Two minutes into his workout, Louie Vito is already dripping sweat. Rivulets run down the Olympic snowboarder's legs, pooling on the floor as he clutches 50-pound dumbbells and launches onto a 24-inch-high box. "This sucks," he pants, smiling. "Thanks for throwing me into the fire."
"It's what I do," says his trainer, John Schaeffer, with a shrug. "Now drop the dumbbells and run steps. . .fast!"
Vito takes off toward a staircase leading to the second floor of the Winningfactor Sports Sciences training center, Schaeffer's gym in a converted farmhouse in rural Pennsylvania.
He's in for another two minutes of grueling work. Next up: a five-move medicine-ball circuit done without rest. "Ballistic moves performed under extreme fatigue recruit muscles you don't normally use," says Schaeffer, dropping one of the many insights that have made him among the most sought-after trainers in sports. "Louie is lucky it's a moderate-intensity day—on high-intensity days, I don't let him drop the weights."
For Schaeffer, a former world champion powerlifter and kickboxer, fatigue isn't just the result of exercise; it's the goal. And anyone who doubts his methods need only consider the accomplishments of the athletes he has trained, including eight-time Olympic medalist Apolo Ohno, world heavyweight boxer Alexander Zolkin, and 2013 NFL rushing leader LeSean McCoy. "John takes you to the very brink of your edge and then brings you back," says Ohno. "But he never pushes you past it."
The results can be almost freakish: Vito taking NFL athletes twice his size to task in mixed-sport workouts; Ohno leg-pressing 2,000 pounds (14 times his body weight); McCoy changing direction in two-tenths of a second at full speed while carrying 70-pound dumbbells. "The training is tough, but my athletes quickly come to realize that they have much more energy and muscle power than they ever knew they had," says Schaeffer. He has dedicated 30 years to mastering ways to trigger that realization and capitalize on it. Learn his five training secrets to unlock your own potential and take your workouts to a whole new level.
The Fuel Rule
Don't Be Afraid of Fat
"The thing that most radically improves athletes' performance is proper nutrition," says Schaeffer, who developed the recipe below to help clients push harder in workouts and recover faster afterward. "Most of the calories come from high-quality fats, a more efficient source of energy than carbs," he says. "Plus, your body is actually less likely to store fat as fat."

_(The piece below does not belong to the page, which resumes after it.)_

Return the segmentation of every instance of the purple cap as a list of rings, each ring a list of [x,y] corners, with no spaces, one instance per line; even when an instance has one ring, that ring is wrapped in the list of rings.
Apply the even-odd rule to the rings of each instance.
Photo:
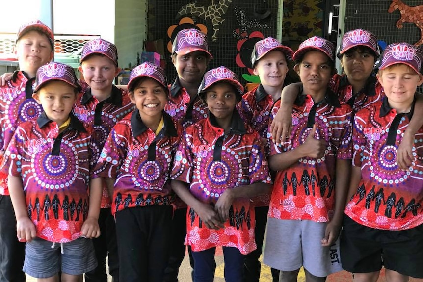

Combine 1 cup raw oats, 4 Tbsp coconut oil, 2 Tbsp whey protein, and 1 cup applesauce. That makes four servings (no baking). Eat one, wait an hour, and hit the gym.
Brief Workouts Are Best
Muscle growth and fat loss are proportional to hours spent lifting, right? "They're not," says Schaeffer. He points to Ohno's workouts leading up to the 2010 Olympics, which rarely lasted longer than 30 minutes. "But he did more in that time than most guys do in two hours," Schaeffer says. "Workout density trumps duration because it forces you to keep the intensity high."
Slice "fat" from your workouts—that is, socializing at the water fountain, chatting up the brunette on the treadmill, and watching SportsCenter highlights. Then give your rest periods the same attention you do sets and reps. "Keep them to 30 seconds or less," says Schaeffer.